Identification of patients operated on for menorrhagia
The first step consisted in identifying within the PMSI-MCO database all the hospitalizations of 35-55 year-old women who had a first surgical management of menorrhagia in France from 1st January 2009 until 30th June 2014. Detailed information’s regarding the algorithm used has already been described21. Briefly, stays for surgical treatment (with a CCAM code figuring in the Sup. Table 1) as PD or RD in patients with menorrhagia (with an ICD-10 code figuring in the Sup. Table 2) were selected. Patients already operated on for menorrhagia surgery were excluded, to include incident patients only. Any patient identified as presenting comorbidities, concomitant conditions (breast or colorectal cancer), treatments potentially causes of bleeding (Willebrand disease, myoma respectively, C and L of new terminology5), as well as patients with gynecological cancers, alcoholic liver, gynecological and pelvic infections and inflammation, endometriosis, uro-gynaecological prolapse, fistulas, polyps and dysplasia, infertility, pregnancy, spina bifida, iatrogenic causes (I of new terminology5) or blood diseases were excluded as they would introduce bias.
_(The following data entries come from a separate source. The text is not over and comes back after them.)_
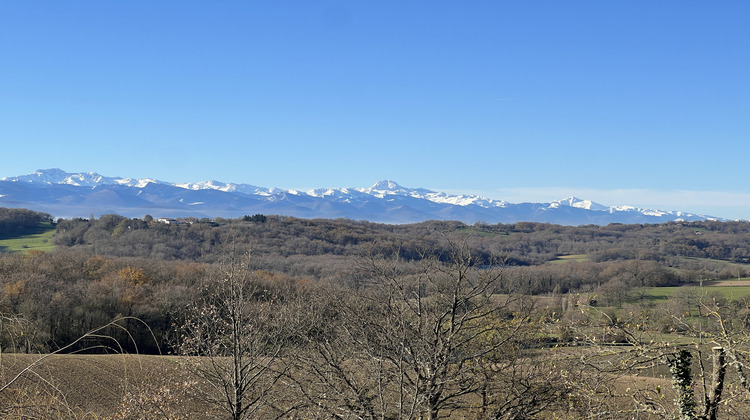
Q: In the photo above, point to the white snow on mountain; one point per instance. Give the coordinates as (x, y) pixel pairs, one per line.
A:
(578, 203)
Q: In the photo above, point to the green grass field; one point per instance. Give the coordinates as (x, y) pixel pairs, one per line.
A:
(39, 238)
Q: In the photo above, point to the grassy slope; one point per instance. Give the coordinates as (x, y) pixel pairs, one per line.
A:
(39, 238)
(96, 386)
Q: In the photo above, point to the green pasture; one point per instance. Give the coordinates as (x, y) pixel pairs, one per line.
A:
(39, 238)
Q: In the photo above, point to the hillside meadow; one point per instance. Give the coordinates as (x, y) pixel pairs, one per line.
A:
(278, 317)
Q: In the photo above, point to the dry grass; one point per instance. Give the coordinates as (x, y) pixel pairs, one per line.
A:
(102, 387)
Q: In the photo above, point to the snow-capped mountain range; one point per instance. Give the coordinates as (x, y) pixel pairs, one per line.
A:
(64, 194)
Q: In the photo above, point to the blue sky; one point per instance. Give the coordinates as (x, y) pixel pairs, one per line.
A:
(638, 102)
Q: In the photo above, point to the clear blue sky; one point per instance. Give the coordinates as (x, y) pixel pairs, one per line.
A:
(629, 102)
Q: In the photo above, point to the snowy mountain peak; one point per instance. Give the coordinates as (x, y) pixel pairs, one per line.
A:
(386, 185)
(58, 176)
(573, 201)
(385, 201)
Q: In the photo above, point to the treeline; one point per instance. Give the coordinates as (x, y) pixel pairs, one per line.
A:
(113, 266)
(520, 244)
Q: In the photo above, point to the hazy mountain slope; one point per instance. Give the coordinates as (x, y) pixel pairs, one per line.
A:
(64, 194)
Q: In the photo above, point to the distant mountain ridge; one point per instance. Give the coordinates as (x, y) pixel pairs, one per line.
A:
(64, 194)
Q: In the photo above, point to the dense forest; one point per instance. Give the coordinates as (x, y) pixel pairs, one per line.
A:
(310, 282)
(116, 266)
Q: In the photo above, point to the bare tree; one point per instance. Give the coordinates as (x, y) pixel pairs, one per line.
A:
(234, 338)
(423, 340)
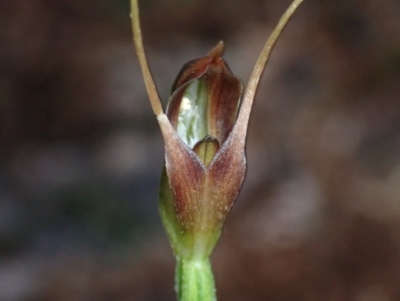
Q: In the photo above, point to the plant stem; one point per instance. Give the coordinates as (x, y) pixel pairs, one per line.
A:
(194, 280)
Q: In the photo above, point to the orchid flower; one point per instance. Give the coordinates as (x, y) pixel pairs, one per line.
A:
(204, 130)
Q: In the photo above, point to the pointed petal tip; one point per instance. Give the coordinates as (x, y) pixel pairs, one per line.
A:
(217, 51)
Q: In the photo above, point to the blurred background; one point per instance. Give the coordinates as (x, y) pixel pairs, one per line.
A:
(80, 151)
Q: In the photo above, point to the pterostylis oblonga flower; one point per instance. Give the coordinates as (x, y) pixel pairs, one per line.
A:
(204, 132)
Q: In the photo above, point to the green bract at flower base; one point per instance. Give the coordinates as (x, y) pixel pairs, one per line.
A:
(205, 164)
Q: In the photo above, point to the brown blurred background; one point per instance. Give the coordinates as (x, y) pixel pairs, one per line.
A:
(80, 152)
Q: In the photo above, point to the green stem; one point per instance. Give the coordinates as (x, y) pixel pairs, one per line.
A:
(194, 280)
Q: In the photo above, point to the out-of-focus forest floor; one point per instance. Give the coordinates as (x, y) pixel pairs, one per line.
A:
(80, 153)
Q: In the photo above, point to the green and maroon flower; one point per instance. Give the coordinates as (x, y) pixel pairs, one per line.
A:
(205, 164)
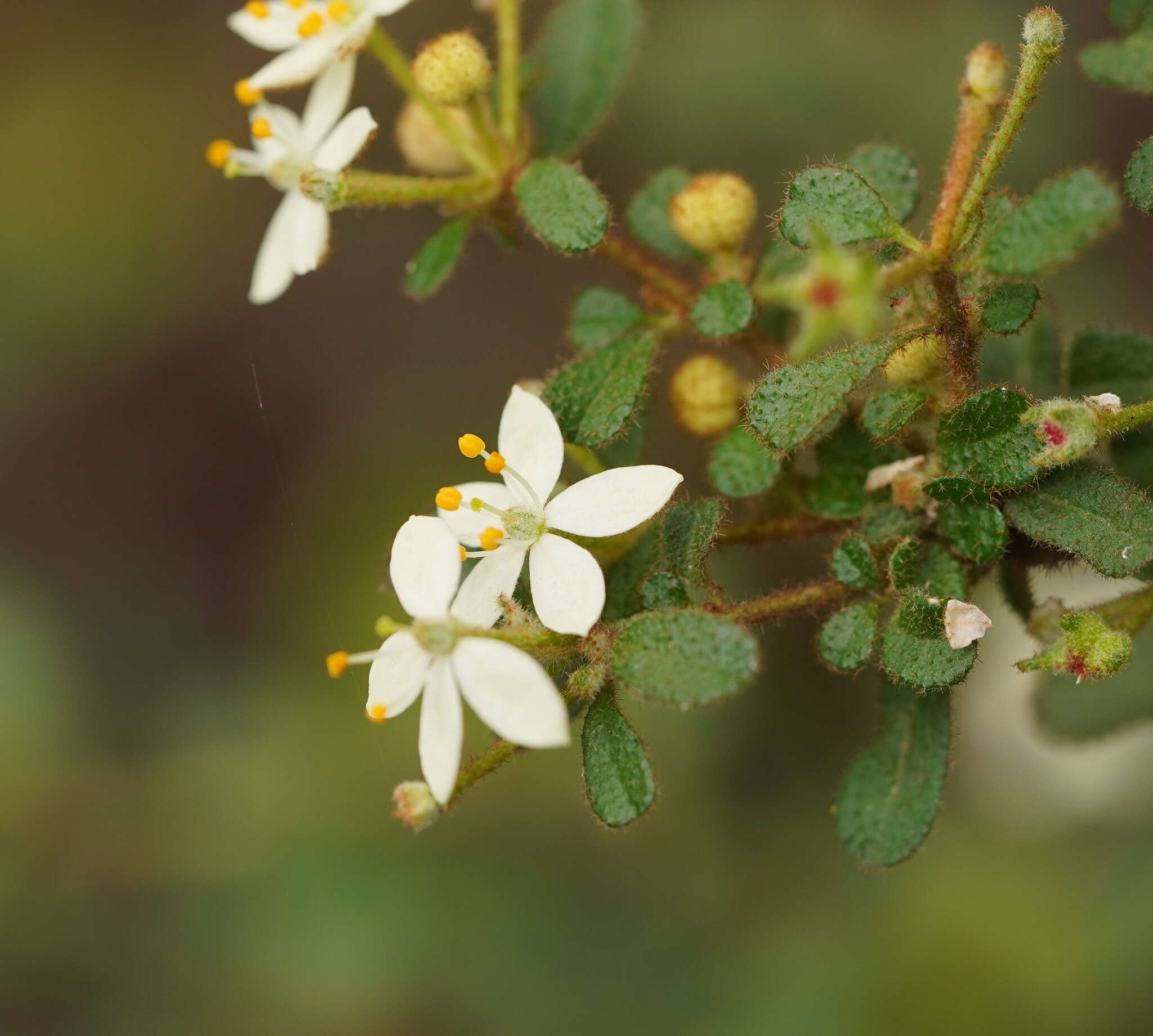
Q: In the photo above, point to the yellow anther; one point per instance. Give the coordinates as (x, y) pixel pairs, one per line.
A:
(218, 153)
(246, 95)
(310, 26)
(449, 499)
(471, 445)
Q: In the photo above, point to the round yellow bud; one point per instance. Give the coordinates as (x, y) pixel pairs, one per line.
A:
(987, 73)
(714, 213)
(706, 395)
(452, 68)
(422, 145)
(917, 363)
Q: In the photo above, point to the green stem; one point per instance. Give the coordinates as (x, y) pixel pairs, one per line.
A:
(783, 602)
(360, 187)
(508, 15)
(396, 64)
(1036, 61)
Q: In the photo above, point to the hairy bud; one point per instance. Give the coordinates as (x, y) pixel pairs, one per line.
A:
(453, 68)
(1044, 29)
(706, 395)
(423, 147)
(415, 807)
(987, 73)
(714, 213)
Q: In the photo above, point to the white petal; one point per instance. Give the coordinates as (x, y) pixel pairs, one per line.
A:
(346, 141)
(275, 33)
(883, 476)
(511, 693)
(274, 270)
(300, 65)
(530, 441)
(397, 674)
(467, 524)
(309, 233)
(426, 567)
(964, 623)
(567, 585)
(614, 501)
(327, 102)
(496, 575)
(442, 731)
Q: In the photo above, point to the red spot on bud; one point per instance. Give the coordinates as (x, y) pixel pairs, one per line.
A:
(826, 293)
(1054, 434)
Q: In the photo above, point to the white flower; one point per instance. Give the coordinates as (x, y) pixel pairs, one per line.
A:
(566, 582)
(286, 148)
(964, 623)
(311, 36)
(507, 688)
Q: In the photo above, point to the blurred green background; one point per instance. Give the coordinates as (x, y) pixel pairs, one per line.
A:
(199, 503)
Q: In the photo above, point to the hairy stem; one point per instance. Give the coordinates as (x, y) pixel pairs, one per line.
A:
(783, 602)
(396, 64)
(508, 14)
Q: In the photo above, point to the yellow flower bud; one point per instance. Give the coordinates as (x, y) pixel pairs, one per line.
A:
(453, 68)
(917, 363)
(422, 145)
(706, 395)
(714, 213)
(987, 73)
Stays were classified into one of four categories of surgical techniques to treat AUB-O,E,N according to the CCAM code (Online supporting material 1): (i) second-generation (2G) endometrial ablation techniques such as radiofrequency ablation or balloon thermodestruction,(ii) first-generation (1G) endometrial ablation and/or resection techniques, such as loop resection and/or roller ball, (iii)curettage and (iv) hysterectomy. Thanks to their unique anonymous identifier, all patients were followed from their initial surgery for at least 18 months and up to date point (31/12/2015) or death, in order to detect any severe complications or failure.